When I find a dead dor (dung) beetle, he praises its cobalt blue undersides and the way this creature feeds on animal droppings. “When you stop and think about what they’re doing, they’re cleaning up for us aren’t they? They’re cleaning up the poop and they’re burying it. They’re part of the tidying up gang, so they’re definitely on the side of the good guys.”
Who doesn't crave this kind of nature intel when traveling?
Then there's our intrepid guide. Mann has an outdoor leadership degree, doubles as a seasonal reindeer herder and is an avid birder who lives beside the Glenmore Visitor Centre and does bird surveys for private clients when he's not guiding.
He talks a lot about Cairngorms Connect, a partnership of neighboring land managers committed to a 200-year vision “to enhance habitats, species and ecological processes” across a swath of the Cairngorms. He raves about the conservation work Wildland is doing through custodianship of three significant estates in the Scottish Highlands.
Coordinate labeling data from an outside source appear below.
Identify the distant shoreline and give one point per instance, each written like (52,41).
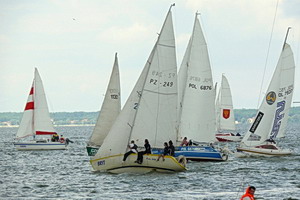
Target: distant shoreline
(16,126)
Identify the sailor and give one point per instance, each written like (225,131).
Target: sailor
(141,153)
(184,142)
(133,149)
(55,137)
(171,148)
(62,139)
(166,152)
(249,194)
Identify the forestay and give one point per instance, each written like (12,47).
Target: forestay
(271,119)
(36,119)
(197,119)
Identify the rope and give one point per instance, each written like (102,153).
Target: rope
(243,182)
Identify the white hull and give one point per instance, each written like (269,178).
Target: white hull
(258,151)
(113,164)
(34,145)
(228,138)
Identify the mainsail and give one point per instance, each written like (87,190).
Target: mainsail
(271,119)
(150,111)
(197,107)
(36,119)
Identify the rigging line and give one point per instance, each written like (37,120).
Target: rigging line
(247,163)
(262,80)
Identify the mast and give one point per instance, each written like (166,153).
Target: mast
(187,66)
(287,33)
(149,63)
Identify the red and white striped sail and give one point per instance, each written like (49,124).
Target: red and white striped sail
(36,119)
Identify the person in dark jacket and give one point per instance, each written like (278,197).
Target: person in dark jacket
(132,149)
(141,153)
(166,152)
(171,148)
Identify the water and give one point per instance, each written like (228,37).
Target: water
(68,174)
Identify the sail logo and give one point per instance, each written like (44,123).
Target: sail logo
(226,113)
(256,122)
(271,98)
(101,162)
(277,120)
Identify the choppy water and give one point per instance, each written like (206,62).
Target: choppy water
(68,174)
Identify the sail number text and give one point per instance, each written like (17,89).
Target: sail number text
(201,87)
(285,90)
(164,84)
(160,74)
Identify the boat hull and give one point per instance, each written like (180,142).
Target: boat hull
(201,153)
(228,138)
(114,164)
(91,150)
(34,145)
(261,152)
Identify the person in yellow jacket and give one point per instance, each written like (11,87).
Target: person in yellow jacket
(249,194)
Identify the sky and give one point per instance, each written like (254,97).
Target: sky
(73,42)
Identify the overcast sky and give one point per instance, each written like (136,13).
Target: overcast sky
(73,42)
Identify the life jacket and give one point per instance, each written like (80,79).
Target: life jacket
(247,194)
(134,146)
(62,140)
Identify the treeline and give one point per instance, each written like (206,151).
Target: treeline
(80,118)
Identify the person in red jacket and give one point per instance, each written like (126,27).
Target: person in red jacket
(249,194)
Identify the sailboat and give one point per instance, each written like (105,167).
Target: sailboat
(196,115)
(225,116)
(271,119)
(111,107)
(149,113)
(36,121)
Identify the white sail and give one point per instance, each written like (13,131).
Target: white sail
(157,113)
(110,109)
(224,107)
(271,119)
(26,124)
(197,120)
(36,119)
(42,122)
(150,110)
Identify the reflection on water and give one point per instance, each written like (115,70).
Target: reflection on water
(68,174)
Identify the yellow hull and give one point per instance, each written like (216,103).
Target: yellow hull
(114,164)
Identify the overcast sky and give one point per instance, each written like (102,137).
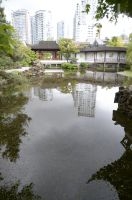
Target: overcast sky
(64,10)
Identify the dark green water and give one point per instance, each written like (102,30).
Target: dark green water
(66,140)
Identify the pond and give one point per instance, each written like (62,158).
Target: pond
(64,142)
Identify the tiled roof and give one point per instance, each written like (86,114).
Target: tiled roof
(45,45)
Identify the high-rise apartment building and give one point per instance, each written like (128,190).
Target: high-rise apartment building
(83,25)
(41,26)
(21,23)
(60,30)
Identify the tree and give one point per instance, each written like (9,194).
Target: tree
(112,8)
(115,42)
(67,47)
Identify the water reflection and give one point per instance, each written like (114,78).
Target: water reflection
(84,96)
(44,94)
(13,192)
(119,172)
(12,122)
(123,120)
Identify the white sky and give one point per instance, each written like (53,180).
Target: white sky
(64,10)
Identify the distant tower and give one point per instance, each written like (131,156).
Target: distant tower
(60,30)
(41,26)
(21,23)
(83,25)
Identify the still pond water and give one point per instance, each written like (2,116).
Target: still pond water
(66,141)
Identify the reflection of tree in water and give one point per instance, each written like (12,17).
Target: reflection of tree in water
(12,122)
(119,173)
(12,127)
(13,192)
(123,120)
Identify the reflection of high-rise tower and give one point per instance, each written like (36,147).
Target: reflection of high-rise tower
(84,96)
(43,94)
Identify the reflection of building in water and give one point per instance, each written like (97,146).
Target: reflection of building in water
(126,122)
(84,96)
(43,94)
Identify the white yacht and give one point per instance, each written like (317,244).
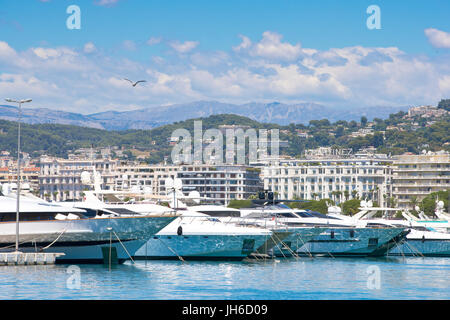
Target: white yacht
(192,235)
(425,238)
(49,227)
(198,236)
(338,237)
(296,238)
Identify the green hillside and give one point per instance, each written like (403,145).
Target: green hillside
(400,135)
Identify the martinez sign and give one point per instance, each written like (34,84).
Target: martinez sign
(209,146)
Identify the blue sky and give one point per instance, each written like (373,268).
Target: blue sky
(232,51)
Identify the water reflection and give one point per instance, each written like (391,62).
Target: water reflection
(303,278)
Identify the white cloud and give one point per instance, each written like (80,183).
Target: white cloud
(89,48)
(271,69)
(129,45)
(244,45)
(270,47)
(438,38)
(154,40)
(183,47)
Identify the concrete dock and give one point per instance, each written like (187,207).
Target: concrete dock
(28,258)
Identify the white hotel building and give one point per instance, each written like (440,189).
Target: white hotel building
(416,176)
(366,177)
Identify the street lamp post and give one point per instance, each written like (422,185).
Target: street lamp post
(18,168)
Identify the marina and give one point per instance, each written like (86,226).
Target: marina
(192,151)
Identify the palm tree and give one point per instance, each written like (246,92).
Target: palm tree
(346,194)
(339,194)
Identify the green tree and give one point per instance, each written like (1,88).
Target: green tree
(351,207)
(363,121)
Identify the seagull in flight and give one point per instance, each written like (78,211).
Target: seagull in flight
(135,83)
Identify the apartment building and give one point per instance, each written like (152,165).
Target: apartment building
(148,178)
(60,179)
(222,183)
(337,178)
(416,176)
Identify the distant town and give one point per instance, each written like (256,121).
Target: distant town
(325,172)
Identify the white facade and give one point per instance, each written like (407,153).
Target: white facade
(416,176)
(60,179)
(222,183)
(332,178)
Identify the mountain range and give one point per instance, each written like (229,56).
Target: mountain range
(148,118)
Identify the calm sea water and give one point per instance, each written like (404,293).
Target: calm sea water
(283,279)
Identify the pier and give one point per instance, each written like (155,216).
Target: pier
(28,258)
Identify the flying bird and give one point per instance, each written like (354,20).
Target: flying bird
(135,83)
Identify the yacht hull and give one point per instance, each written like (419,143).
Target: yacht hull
(83,240)
(298,238)
(350,242)
(427,244)
(200,247)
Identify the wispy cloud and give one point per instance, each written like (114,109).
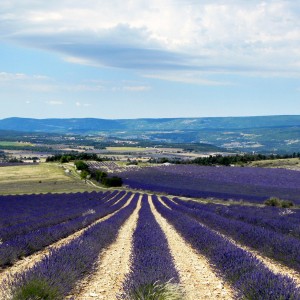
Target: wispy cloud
(137,88)
(240,37)
(55,102)
(79,104)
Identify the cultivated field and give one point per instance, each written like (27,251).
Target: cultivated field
(40,178)
(121,245)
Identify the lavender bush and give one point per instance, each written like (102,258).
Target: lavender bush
(251,184)
(274,245)
(249,276)
(63,267)
(23,245)
(152,263)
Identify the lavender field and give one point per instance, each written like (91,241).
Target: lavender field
(122,245)
(238,183)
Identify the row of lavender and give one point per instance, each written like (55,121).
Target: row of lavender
(280,220)
(278,246)
(57,274)
(250,278)
(29,242)
(53,211)
(250,184)
(151,261)
(24,208)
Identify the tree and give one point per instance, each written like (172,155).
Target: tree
(84,175)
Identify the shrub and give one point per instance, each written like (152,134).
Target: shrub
(36,289)
(157,291)
(274,201)
(286,204)
(81,165)
(112,181)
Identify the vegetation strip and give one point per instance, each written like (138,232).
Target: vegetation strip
(27,244)
(269,263)
(275,245)
(112,265)
(56,275)
(280,220)
(152,262)
(28,262)
(248,275)
(196,275)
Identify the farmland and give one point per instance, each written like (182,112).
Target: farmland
(235,183)
(118,244)
(38,178)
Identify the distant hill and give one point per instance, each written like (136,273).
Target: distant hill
(90,125)
(264,134)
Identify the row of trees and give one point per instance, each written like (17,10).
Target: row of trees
(97,175)
(64,158)
(226,160)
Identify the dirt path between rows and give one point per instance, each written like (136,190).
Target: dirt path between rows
(196,276)
(273,265)
(113,265)
(28,262)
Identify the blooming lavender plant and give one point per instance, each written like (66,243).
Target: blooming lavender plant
(248,275)
(63,267)
(272,244)
(250,184)
(152,264)
(23,245)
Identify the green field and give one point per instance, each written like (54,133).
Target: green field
(42,178)
(14,144)
(126,149)
(286,163)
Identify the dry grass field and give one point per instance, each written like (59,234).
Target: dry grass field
(41,178)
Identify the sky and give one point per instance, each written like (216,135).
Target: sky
(117,59)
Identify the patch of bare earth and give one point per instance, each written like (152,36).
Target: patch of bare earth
(274,266)
(113,265)
(28,262)
(196,275)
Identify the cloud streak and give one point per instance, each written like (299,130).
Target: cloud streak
(261,37)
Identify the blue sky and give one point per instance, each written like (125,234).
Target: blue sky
(138,59)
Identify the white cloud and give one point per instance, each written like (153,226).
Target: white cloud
(55,102)
(79,104)
(225,36)
(137,88)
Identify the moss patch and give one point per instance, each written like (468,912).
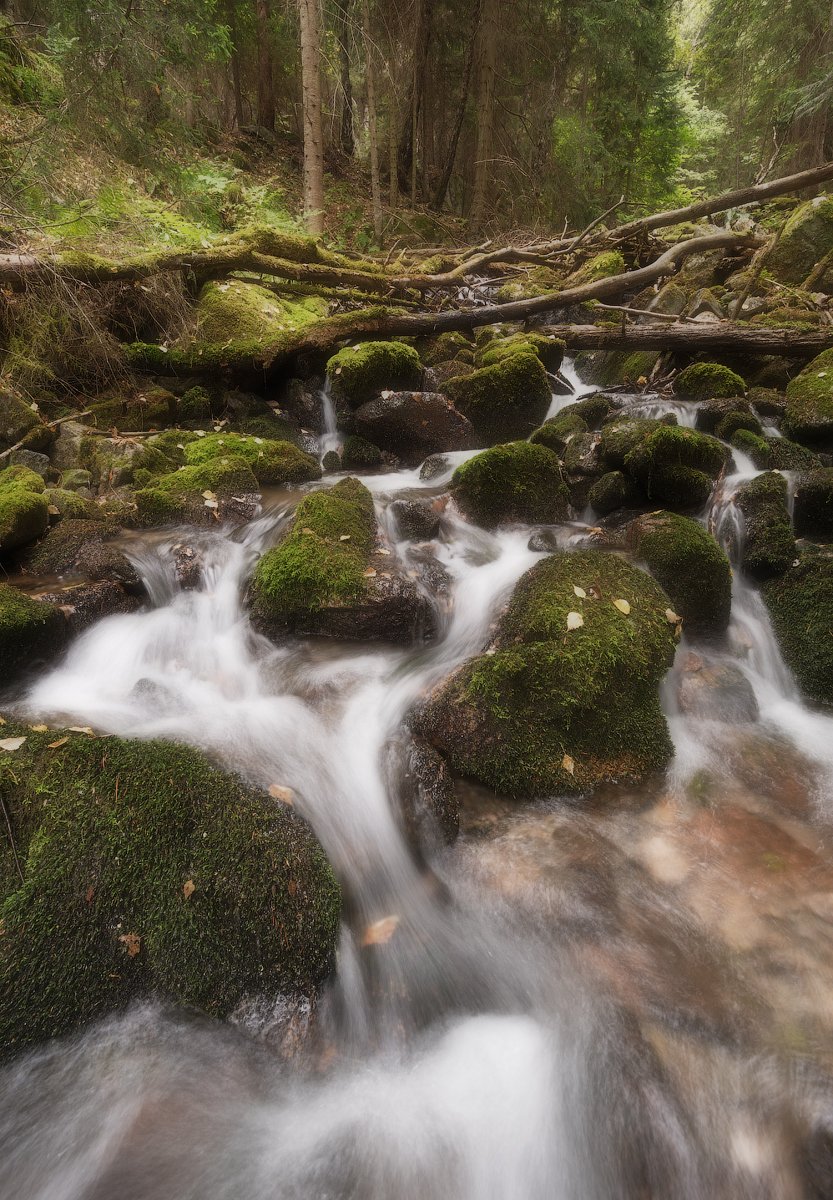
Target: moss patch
(685,559)
(555,711)
(504,401)
(111,832)
(517,481)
But when I fixate on something as seemingly minute as a molehill, Mann is just as eager to paint a vivid picture of how the solitary mammals burrow tunnels and then “just lap them constantly” looking for worms.
After showing us Scots pines in Abernethy National Nature Reserve, Mann leads us to a thigh-high ant nest and explains how complex it is.
“It’s nice to have a quick stop and celebrate the Scottish wood ant,” he says.
At that moment, I realize that my hiking trip with a wildlife theme is actually a celebration of biodiversity through mindful walks.
Of course, there are plenty of dark moments on our explorations because nature is messy and people have different personal and professional priorities.
In Abernethy, we scrutinize the gorgeous Scots pine forest and realize the trees all about the same age and that this forest lacks young and diverse trees and all-important deadwood.
When we park by Loch Morlich and set off on foot down a rough, unpaved road in Glenmore Forest Park, Mann confesses he used to run here and was devastated one day to find what looked like a “very messy, very ugly” tree massacre.
He discovered that the land — a tree plantation — is now being rewilded with Cairngorms Connect. But mature trees still need to be logged to make money and room for new growth. “Unfortunately, it’s a scar on the land,” says Mann, “but it’s the last scar we’re going to see here.”
Now he’s seeing Crossbills, Crested tits, Black grouse and Capercaillies here for the first time feeding on land that’s starting to offer up “a buffet of high-quality food.” This is where those pine cone seeds we saw at the visitor center will soon be planted.
It’s quiet on this strange stretch of road, but not bleak like at that grouse moorland spot along the highway.
We find some false morels and photograph a long-handled fire beater traditionally used to fight fires in the countryside.
When we return to the parking lot having struck out yet again on the Capercaillie and Black grouse front, there’s a delightful consolation prize. It’s a Pied Wagtail, a vivacious black, white and grey bird that feeds on easy pickings are really does wag its long tail.
"Birds are just something that's always there," muses Mann. "That's why I got into birds — so there's always some sort of connection to something living."
Scotland's mammals, on the other hand, tend to be elusive because they've been persecuted for so long and because so much of their habitat has been turned into "rich people's playgrounds" where the goals are to fish, hunt grouse and shoot deer.
Which brings us back to those grouse moorlands. Like many, Mann believes this precious land "is literally in a coma" but could one day be full of trees and healthy river systems, with beaver-filled wetlands and thriving wildlife. He's eager to help make that happen.
"I love the Cairngorms," he concludes. "And I just want people to go away loving the Cairngorms, too."